Он захихикал — внезапно, судорожно.
— А теперь посмотрите на меня, — сказал он. — Я скоро перебью всю свою семью. А также миллионы других людей. Может быть, всех на свете.
Как нужно было понимать это "скоро"?
— Что вы имеете против всех этих людей?
— Против кого? Против людей? Ничего. Прямотаки ни черта. Посмотрите на меня: я здесь король на горе. Мне не на что жаловаться. — Он умолк и облизал губы. — В мои детские годы все было по-другому. Тогда так не скучали. В те годы вы могли взять настоящую газету, развернуть ее и выбрать, что вам хочется прочесть. Иное дело теперь, когда новости приходят к вам разжеванные, на куске бумаги или по радио. Вот в чем беда, если хотите знать!
— Какая беда? С чем беда?
— С новостями. Вот почему теперь они всегда плохие. Тут много причин: молоко подают пастеризованным, хлеб — нарезанным на ломтики, автомобили сами собой управляют, радиолы издают такие звуки, каких не может издавать ни один музыкальный инструмент. Слишком много лишней возни. Слишком много людей суют нос куда не следует. Вам когда-нибудь случалось топить печь для обжига?
— Мне? — с недоумением спросил я.
— Нет? Так я и думал. В наши дни никто не производит гончарных изделий. По крайней мере вручную. А если б стали производить, кто бы их покупал? Люди давно отвыкли от подобных вещей.
Лента продолжала двигаться. Откуда-то снизу послышалось тяжелое громыхание — то ли что-то тяжелое перекатилось по рельсам, то ли открылся грузовой люк.
— Так вы теперь собираетесь сделать что-то с земным шаром? — медленно произнес я.
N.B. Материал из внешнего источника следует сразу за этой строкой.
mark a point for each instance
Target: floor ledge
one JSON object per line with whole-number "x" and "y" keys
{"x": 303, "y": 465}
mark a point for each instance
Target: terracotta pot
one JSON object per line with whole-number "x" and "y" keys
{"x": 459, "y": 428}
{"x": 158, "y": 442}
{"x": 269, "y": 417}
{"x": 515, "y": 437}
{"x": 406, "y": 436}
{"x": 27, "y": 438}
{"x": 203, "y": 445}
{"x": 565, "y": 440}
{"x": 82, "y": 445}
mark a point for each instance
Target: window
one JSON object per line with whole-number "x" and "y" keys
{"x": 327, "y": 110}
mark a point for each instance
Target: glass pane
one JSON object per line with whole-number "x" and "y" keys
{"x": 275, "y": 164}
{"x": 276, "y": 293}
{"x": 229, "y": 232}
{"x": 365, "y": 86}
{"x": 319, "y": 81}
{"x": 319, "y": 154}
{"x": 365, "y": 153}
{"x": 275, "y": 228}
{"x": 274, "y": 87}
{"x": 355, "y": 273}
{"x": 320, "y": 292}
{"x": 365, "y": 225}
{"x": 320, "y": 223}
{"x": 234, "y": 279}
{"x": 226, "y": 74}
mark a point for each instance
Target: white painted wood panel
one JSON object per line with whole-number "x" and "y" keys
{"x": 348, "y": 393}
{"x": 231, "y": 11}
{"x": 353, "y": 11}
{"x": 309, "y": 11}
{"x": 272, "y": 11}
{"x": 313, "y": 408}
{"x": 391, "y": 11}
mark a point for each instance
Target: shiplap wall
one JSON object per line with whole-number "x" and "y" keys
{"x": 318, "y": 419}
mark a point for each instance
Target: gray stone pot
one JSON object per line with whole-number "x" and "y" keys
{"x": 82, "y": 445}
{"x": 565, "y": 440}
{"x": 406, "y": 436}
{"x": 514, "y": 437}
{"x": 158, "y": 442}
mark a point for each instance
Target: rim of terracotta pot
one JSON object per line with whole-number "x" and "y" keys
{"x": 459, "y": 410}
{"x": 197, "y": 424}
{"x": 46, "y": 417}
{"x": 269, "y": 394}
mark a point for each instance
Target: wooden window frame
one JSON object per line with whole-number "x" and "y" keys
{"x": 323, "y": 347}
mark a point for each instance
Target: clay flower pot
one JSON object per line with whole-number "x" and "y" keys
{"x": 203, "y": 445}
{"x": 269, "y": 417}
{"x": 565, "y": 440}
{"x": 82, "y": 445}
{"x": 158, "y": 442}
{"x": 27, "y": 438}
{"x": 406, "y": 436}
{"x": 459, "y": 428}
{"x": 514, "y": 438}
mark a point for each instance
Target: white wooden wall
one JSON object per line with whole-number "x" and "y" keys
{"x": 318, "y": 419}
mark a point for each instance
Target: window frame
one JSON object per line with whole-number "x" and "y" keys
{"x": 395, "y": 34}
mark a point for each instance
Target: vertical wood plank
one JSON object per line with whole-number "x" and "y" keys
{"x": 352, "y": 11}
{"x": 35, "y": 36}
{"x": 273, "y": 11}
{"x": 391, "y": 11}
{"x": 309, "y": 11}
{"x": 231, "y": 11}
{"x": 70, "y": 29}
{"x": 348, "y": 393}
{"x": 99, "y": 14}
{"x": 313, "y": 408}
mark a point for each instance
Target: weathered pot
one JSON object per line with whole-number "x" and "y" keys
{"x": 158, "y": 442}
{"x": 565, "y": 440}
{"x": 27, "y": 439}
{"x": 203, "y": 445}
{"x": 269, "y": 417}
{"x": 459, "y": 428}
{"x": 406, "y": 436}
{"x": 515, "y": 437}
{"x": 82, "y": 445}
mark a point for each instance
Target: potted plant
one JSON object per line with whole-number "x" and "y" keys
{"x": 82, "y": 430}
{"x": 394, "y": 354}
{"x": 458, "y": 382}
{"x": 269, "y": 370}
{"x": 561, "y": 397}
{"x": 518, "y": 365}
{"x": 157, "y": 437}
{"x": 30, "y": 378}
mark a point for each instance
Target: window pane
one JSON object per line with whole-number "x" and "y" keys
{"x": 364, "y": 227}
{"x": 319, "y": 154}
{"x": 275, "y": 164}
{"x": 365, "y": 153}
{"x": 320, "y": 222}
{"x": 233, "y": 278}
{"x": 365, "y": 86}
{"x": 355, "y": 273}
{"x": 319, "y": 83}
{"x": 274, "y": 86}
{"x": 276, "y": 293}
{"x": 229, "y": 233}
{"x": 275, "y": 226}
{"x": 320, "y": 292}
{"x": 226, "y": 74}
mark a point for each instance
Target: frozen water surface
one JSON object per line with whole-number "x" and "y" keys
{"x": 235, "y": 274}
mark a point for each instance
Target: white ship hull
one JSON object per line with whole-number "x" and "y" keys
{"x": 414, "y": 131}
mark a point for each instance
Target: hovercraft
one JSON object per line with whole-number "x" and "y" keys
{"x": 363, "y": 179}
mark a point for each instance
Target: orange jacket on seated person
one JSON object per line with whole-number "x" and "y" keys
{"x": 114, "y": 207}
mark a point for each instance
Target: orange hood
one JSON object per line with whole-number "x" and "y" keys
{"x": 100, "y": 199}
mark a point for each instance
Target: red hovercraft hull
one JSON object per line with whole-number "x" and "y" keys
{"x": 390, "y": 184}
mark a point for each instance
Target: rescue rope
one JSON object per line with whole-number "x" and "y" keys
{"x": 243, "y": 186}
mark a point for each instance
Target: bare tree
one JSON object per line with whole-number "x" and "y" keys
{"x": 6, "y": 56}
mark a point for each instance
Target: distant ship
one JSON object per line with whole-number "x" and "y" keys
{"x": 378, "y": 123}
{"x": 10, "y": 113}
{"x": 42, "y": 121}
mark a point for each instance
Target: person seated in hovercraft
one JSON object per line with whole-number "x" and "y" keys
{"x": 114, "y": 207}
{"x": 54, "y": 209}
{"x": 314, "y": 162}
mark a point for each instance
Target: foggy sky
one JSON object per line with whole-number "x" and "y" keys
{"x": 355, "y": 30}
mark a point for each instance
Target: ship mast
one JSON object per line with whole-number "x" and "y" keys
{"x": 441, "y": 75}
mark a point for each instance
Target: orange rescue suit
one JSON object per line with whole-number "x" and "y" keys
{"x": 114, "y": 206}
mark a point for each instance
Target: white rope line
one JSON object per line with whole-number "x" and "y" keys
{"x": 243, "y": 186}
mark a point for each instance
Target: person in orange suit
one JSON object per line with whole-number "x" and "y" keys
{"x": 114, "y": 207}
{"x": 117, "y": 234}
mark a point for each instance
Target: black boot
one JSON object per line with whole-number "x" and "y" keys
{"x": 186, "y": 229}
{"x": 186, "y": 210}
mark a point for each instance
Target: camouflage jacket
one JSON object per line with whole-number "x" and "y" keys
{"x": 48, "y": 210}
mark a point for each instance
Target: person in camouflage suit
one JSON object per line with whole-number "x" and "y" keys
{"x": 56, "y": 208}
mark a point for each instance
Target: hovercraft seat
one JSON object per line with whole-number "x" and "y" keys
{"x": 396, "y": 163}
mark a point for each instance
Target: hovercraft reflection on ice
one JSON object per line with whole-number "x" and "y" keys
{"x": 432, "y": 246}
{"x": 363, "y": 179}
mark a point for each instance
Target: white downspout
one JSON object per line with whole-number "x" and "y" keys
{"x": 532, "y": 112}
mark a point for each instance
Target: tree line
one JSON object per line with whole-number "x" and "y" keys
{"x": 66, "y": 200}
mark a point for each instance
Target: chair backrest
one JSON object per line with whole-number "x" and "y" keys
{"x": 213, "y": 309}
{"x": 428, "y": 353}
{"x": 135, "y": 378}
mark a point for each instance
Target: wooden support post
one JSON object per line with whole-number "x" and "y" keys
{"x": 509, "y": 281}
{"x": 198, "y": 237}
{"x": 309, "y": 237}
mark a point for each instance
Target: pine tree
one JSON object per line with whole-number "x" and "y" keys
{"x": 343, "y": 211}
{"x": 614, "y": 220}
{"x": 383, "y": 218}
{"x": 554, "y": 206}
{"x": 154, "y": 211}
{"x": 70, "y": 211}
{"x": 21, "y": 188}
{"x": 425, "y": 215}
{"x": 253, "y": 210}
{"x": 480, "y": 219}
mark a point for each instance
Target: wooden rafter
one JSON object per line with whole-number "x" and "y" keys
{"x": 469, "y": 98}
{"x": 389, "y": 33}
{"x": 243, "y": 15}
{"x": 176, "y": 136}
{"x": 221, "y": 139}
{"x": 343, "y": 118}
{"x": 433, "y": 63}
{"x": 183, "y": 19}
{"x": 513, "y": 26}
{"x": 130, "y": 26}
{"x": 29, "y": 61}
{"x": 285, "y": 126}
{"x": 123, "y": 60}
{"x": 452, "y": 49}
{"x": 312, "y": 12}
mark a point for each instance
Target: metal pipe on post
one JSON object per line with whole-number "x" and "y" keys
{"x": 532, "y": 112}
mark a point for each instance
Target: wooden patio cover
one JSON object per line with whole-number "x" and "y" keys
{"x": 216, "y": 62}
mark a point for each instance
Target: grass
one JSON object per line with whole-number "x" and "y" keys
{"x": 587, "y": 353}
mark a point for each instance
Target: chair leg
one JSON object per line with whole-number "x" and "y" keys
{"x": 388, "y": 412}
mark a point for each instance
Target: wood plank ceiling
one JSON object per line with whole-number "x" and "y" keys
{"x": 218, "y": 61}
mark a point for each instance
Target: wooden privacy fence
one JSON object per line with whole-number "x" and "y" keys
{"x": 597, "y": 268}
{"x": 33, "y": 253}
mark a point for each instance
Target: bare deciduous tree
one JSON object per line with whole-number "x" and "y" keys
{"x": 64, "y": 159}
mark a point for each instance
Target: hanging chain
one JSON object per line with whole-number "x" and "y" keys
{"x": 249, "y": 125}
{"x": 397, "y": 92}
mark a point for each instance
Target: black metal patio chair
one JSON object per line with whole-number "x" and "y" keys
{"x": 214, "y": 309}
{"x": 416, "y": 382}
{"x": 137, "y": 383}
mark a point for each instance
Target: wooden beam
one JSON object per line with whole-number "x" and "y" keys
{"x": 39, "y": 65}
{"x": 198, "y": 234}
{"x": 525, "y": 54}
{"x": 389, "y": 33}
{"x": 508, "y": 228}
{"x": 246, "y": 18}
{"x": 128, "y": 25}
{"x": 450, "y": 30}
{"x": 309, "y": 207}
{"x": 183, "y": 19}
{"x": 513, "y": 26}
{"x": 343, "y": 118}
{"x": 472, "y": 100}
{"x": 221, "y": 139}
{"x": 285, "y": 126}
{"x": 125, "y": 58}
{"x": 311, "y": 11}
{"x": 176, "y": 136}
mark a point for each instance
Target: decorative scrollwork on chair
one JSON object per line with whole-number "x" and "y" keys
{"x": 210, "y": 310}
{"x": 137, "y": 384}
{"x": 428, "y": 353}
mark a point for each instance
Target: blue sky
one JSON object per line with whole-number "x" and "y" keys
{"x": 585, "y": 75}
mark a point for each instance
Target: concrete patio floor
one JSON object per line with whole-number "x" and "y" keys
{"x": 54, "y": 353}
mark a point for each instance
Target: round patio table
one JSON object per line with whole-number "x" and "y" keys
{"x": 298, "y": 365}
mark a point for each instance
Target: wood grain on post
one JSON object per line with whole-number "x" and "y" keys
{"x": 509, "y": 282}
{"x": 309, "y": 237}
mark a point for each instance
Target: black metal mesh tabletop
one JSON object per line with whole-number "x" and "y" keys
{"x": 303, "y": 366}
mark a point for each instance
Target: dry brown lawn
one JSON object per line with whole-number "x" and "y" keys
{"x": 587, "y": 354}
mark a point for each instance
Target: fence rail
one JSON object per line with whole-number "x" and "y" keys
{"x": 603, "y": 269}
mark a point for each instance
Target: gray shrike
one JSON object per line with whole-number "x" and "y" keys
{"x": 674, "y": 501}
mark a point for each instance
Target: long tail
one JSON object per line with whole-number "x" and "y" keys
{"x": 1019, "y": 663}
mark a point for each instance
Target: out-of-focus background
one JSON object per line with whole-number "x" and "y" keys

— Я ни при чем. Таков приказ.
— Это ваши собственные измышления, полковник Гаскойн. На катушках ничего нет.
Что я мог еще сделать? У меня не было времени, чтобы протащить его по всем фазам психоанализа и подвести к пониманию самого себя. Кроме того, у меня нет диплома для медицинской практики даже на Земле.
— Я не хотел вам это говорить, но приходится.
— Что говорить? — подозрительно спросил Гаскойн. — Что я сошел с ума? Так, что ли?
— Нет. Я этого не говорил. Это сказали вы, — подчеркнул я. — Но я скажу вам, что ваши рассуждения о недостатках современного мира — сплошная галиматья. Или философствование, если вам нужно менее неприятное слово. На вас лежит бремя чудовищной вины, полковник, сознаете вы это или нет?